> NOTE: send an email to Derek Cicero to have your
> email changed.
> 
Stevel agreed to help me with that - he has my new email and I am waiting on 
him to update it.

> No, if you understood the process better, Sun made
> some huge progress.
>
Not having SCM, not having a proper commit/review process, not having even 
insignificant outside contributions,  after more than a year, that does not fit 
in my definition of progress especially if you consider a "open" project's 
goals. Sorry.

> 
> In regards to these, it will take time to not just
> put in place, but to help 
> it grow.
>
You are missing the point though - community participation can speed things up 
a lot and we are missing participation and we continue to ignore the root 
causes of lack of participation.
 
> Yes, because Sun employees are the majority of
> engineers that understand and 
> can work with the code. A good majority of the folks
> outside of Sun have not 
> even pulled or looked at the sources. You don't
> expect the engineers who have 
> been working on this code for man years to just allow
> any willy-nilly person 
> to have some willy-nilly patch accepted and putback,
> do you?
> 
No I do not expect low quality high volume changes, AT ALL. I don't know why 
you exclude high quality high volume changes - perhaps because you believe only 
Sun engineers can do that? No one will agree with you there. It's not like all 
smart people work for Sun. There are lot many smart people who did many amazing 
things, all outside of Sun. 
 
> Do you have a patch/fix that you would like to
> submit?
I have the ability to submit patches  in a significant way but I am not gonna 
bother doing it until basics are fixed - I do not believe it's a fair and 
intuitive process that OpenSolaris has currently. It is not open enough, it has 
intolerable red tapism and it can only work in the interests of Sun. Someone 
independent is needed to control the affairs and the process should be designed 
with inputs from community rather than dictated by Sun.  

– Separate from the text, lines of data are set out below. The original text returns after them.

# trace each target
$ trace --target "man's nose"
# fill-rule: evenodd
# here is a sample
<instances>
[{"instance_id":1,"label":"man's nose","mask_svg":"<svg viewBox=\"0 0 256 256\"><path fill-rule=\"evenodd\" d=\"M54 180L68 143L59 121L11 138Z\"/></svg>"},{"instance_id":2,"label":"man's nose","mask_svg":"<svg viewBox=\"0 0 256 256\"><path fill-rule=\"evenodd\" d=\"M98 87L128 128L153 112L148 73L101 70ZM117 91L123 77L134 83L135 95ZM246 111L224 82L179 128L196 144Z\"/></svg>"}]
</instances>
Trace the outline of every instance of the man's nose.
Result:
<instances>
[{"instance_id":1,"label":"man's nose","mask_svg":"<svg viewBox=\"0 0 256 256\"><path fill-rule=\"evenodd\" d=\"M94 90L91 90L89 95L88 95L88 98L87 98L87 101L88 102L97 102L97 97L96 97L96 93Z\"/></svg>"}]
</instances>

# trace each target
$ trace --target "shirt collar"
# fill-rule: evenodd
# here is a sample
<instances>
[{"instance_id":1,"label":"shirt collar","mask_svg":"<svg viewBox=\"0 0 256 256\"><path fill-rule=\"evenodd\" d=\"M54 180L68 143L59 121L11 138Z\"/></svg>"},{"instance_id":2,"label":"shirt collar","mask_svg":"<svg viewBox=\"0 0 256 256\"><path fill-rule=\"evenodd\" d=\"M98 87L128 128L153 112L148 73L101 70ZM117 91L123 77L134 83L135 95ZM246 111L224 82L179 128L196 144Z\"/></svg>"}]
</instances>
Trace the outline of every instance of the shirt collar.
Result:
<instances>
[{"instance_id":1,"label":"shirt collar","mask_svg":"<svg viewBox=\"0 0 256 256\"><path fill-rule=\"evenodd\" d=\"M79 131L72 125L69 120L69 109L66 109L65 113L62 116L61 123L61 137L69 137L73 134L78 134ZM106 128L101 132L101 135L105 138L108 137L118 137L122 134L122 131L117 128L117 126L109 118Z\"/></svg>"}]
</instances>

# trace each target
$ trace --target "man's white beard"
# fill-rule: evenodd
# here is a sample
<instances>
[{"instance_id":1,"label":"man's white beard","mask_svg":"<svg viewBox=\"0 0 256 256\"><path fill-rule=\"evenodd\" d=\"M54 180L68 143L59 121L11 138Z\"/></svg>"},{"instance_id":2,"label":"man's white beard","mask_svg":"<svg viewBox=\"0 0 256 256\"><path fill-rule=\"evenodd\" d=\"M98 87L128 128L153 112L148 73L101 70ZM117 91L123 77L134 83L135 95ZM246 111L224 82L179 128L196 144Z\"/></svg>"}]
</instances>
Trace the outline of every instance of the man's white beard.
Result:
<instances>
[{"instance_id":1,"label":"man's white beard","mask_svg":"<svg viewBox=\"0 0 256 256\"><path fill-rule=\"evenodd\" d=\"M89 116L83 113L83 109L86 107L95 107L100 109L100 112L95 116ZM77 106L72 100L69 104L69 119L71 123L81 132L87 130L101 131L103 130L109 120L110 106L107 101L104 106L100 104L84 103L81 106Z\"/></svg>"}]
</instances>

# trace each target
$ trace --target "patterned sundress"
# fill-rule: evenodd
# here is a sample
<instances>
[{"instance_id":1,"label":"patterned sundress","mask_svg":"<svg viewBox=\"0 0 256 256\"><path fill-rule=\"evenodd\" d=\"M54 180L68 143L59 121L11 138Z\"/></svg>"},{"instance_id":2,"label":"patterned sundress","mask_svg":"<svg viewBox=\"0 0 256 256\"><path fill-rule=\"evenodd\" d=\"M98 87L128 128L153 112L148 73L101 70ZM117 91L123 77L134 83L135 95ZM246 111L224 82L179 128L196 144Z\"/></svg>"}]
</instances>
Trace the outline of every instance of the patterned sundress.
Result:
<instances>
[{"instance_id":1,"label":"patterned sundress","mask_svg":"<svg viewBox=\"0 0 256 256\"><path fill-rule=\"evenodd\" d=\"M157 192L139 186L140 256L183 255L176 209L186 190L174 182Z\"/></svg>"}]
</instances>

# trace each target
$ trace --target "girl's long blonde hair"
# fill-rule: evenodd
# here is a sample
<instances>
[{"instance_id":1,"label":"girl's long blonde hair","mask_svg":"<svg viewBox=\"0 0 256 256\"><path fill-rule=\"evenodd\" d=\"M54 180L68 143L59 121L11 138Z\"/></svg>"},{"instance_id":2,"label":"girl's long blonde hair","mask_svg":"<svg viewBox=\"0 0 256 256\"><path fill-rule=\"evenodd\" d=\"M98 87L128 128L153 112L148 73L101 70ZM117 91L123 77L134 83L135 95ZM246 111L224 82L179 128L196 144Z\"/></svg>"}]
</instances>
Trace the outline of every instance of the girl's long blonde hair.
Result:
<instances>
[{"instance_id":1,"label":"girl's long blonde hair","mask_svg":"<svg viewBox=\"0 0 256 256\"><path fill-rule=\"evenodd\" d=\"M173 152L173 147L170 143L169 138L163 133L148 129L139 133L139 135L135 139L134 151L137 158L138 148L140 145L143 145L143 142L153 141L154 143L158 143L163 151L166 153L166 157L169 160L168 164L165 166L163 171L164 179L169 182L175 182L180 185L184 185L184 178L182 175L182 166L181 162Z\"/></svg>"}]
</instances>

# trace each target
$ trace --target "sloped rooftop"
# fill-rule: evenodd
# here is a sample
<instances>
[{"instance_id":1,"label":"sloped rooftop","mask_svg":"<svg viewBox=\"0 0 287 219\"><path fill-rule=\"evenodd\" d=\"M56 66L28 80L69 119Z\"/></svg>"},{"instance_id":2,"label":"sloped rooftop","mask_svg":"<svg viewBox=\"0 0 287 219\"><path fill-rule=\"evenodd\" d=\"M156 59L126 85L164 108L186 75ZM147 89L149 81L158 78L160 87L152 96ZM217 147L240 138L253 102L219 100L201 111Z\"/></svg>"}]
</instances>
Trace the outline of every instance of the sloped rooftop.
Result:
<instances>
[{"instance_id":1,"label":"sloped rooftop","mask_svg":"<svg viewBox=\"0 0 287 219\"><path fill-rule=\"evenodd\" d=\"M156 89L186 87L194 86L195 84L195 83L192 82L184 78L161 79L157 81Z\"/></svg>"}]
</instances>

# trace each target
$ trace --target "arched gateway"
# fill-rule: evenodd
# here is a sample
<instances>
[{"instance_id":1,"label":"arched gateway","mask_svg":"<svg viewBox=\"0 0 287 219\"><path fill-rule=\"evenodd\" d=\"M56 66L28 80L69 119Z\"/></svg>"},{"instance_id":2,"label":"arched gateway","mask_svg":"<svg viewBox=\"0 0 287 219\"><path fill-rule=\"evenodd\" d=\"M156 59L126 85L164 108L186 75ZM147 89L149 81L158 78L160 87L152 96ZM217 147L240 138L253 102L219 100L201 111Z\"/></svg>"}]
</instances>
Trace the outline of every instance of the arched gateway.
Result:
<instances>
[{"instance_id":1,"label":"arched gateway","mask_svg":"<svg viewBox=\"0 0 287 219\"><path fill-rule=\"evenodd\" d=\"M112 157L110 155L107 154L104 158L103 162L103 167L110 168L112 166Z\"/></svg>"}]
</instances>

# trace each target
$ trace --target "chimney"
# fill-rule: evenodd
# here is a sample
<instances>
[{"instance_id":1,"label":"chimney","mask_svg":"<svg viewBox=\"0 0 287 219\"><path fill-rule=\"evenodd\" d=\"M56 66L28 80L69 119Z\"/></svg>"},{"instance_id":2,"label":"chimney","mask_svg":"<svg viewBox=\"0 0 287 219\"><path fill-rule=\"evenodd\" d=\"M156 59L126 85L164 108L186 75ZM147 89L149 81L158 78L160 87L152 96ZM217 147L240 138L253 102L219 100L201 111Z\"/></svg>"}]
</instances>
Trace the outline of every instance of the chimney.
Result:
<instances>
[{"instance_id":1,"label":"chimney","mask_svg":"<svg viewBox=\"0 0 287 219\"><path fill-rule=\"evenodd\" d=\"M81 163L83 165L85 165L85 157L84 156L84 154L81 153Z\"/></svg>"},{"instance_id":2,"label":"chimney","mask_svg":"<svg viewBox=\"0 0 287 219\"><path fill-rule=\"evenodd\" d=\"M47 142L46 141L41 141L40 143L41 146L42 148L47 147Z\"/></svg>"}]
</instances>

> Do you have a specific device that is really
> preventing you from using 
> Solaris/OpenSolaris?

About 8 different x86/64 boxes - and I am not alone by any means. Only place 
where it works reasonably is VMware. Has Sun any interest in fixing x86 
hardware support? When? If there is genuine interest in fixing this I can file 
bug reports. You lost one community member - Sun won't fix x86 h/w support and 
community is not even expected to fix it.


> Most of them shouldn't as they have done little or no
> work on it. If you 
> worked on this code for 15 years, you would feel that
> you are a part of it. 
> This is how the Sun engineers feel, many of them have
> worked on the code for 
> a good number of years. It is their work that has
> made our community 
> appreciate the system, enough to be here.

That is beside the point though. You already *have* employees doing their work 
- this thread is about active community participation.

> 
> > 3) Contributing changes remains hard
> 
> I expect them to be, and I think the current process
> does work. It's no easier 
> to do a putback on the inside of Sun, this is where
> the illusion is. It is 
> hard to do a putback, because there are engineers
> that are passionate about 
> the product and strive to keep the quality.
> 
It is also a process which has proved to be big time slow. It is time to 
recognize that better alternatives exist - two trees, one development 
controlled by some one independent and driven purely by community interests and 
one Sun's own tree. Let community set their standards, do what they care about 
and let Sun cherry pick what they need and what passes their quality bars. 
Benefit everyone, unlike years without progress and only Sun drives and 
benefits.

> If Sun would just get out of the way as you suggest,
> and let the external 
> folks do what they wanted, OpenSolaris would be a
> real mess. 
Wow - that is so wrong. You would not want to apply the same analogy in say a 
child's case, forget adults for a moment. Cause then it will never learn, never 
venture into depths and never take risks. You basically are saying that 
everyone else is a fool. That could not be right. You limit the possibilities  
by asserting some totally wrong assumption and being a control freak.


> 
> We're moving to a model where changes will go into
> OpenSolaris first, then Sun 
> will pull those changes into their own Solaris
> distribution. This will still 
> take time to hash out and make work, a huge step that
> has never been 
> attempted previously.

That is all fine-n-dandy if community controls what goes into OpenSolaris.